あの伝説のメキシコ五輪予選に行かれてるのですか。
言葉が悪いかもしれませんがまさに戦後スポーツ界の生き字引ですね。!?
ボクシング、コメントお待ちしていますよ。
Posted by: 管理人 | November 20, 2007 10:53 PM
いやいや、書き損ねましたが、「テレビで」観戦中の話です。すみませんです。サッカーを見て初めて興奮し、思わず立ち上がり、旗を作って振りながらテレビを見たんですよ。小学生でしたから(笑)。
私は中学ではサッカー部に入り、先生のコネで、国立競技場でのベンフィカ・リスボン対日本代表の試合のボールボーイをしたことがあります。エウゼビオを目の当たりに見たのが自慢です(笑)。
それにしても、昔は日本代表(五輪代表も含めて)のサッカーの試合を見るのは、いつもつらかったですねえ。
バルセロナ五輪の最終予選なんか、セントラル方式の総当たり戦で6チーム中、上位3チームが出られるのに、ダメでした。韓国戦なんか初めからスコアレス・ドロー狙いで、ボールは8割方韓国にキープされながら、必死に耐えたのに、後半43分に決勝点を決められたりとか・・・
こっちも翌日の仕事を気にしながら、寝不足覚悟で見てるのに、がくっとしました。

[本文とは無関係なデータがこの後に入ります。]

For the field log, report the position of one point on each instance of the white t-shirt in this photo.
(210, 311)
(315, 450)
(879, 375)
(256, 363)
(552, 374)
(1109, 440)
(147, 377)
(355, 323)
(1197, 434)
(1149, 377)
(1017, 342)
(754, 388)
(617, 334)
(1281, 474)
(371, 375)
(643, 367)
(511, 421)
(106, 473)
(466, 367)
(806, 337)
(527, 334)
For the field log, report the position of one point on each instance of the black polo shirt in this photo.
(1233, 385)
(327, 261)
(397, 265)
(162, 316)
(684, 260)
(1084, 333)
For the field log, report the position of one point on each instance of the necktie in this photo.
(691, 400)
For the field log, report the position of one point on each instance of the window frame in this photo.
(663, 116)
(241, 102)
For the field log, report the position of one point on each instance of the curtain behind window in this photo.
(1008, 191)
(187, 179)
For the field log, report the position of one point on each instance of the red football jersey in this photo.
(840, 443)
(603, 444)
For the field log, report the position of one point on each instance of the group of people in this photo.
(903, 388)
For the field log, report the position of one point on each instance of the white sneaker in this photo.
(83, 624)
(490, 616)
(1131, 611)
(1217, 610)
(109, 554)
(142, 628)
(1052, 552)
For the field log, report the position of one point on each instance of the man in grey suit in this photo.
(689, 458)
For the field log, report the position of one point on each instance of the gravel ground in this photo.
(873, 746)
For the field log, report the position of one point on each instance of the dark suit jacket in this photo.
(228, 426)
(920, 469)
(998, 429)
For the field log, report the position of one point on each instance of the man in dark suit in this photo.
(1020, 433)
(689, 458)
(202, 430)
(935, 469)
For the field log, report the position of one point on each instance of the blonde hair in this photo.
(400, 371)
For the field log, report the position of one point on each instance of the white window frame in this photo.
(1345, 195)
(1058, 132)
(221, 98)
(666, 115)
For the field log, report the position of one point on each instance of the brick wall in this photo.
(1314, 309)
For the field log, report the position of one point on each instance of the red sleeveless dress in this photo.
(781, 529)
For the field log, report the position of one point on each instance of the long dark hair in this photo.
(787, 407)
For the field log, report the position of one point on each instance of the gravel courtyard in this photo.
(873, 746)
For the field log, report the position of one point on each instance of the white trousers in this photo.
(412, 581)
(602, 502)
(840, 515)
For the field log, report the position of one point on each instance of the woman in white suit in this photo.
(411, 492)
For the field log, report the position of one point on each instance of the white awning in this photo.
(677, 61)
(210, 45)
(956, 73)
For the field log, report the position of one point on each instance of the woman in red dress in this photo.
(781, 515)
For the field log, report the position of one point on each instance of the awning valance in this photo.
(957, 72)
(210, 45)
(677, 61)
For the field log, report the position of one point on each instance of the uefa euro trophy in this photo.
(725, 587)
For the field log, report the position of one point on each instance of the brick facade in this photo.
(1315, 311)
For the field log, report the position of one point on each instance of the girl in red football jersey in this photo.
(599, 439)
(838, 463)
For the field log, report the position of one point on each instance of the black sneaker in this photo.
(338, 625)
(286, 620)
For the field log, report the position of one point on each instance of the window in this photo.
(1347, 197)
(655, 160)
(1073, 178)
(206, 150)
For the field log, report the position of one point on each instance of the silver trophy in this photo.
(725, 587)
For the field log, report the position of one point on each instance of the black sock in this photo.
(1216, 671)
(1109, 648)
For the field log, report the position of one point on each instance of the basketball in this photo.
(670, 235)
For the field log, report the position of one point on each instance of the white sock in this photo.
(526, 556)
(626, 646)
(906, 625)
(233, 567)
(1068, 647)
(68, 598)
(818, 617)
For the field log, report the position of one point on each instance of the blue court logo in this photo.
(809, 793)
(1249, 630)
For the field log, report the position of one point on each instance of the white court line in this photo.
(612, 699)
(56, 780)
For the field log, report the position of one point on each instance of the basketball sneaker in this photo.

主将の沢登など、全く良いところなしで・・・
当時は勝ちが勝ち点2、引き分けが勝ち点1だったので、当初は「全試合引き分けで勝ち点5を取れば、3位で出られる」などという超消極論が支配的(笑)でした。
でも、この予選、Jリーグの始まるわずか2年前に行われたのに、この予選の話を振って、乗ってきた人に会ったことがありません。まったくその後のサッカー人気の方が信じられない(笑)です。
Posted by: でいのしん | November 21, 2007 01:21 AM
エウゼビオの現役時代を生で見た人に初めて出会いましたよ。(笑)
のポルトガル代表といってもモザンビーク出身で、イングランドW杯の北朝鮮戦で世界に知られたんでしたね。
バルセロナの日本代表には、沢登正朗、名波浩、小村徳男、名良橋晃などその後A代表に入る選手も結構いたのに… 敗因は総監督だった横山謙三氏の采配でしょうか?